Usage

There are three different ways to use YQL. The public endpoint can be used to query public tables. Oauth is used to provide access to the private endpoint which uses both two-legged and three-legged oauth.

First let’s take a look at how we can access the data returned from a query. After that we’ll look at differences between the Public and Private endpoints.

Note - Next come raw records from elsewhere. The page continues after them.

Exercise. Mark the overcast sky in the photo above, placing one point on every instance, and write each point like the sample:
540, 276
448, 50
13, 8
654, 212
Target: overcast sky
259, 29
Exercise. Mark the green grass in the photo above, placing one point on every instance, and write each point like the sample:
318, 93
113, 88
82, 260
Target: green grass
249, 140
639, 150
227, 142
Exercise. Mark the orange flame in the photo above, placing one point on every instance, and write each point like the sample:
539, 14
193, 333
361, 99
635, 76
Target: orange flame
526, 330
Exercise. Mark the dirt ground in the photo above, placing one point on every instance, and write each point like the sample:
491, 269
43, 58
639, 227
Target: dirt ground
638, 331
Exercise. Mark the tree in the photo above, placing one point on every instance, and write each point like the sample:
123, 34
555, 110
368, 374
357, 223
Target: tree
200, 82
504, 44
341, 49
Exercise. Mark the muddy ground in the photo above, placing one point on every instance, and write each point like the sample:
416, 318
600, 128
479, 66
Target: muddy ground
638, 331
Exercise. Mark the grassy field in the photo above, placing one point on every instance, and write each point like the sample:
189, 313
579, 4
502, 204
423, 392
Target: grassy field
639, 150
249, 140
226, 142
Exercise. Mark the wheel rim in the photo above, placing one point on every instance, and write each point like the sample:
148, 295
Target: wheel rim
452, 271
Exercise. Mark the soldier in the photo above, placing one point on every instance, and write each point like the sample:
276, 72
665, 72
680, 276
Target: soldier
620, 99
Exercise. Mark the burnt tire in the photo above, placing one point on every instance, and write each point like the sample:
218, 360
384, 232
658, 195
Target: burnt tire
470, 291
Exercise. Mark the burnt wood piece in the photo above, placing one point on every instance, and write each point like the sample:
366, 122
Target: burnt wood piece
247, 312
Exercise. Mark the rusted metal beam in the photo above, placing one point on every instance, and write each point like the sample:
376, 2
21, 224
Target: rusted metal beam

Accessing the data returned from a query

Here’s a basic query

>>> import yql
>>> y = yql.Public()
>>> res = y.execute("use 'http://yqlblog.net/samples/search.imageweb.xml' as searchimageweb; select title from searchimageweb where query='pizza' limit 3")

When the query is successful a YQL object is returned. (New in 0.3)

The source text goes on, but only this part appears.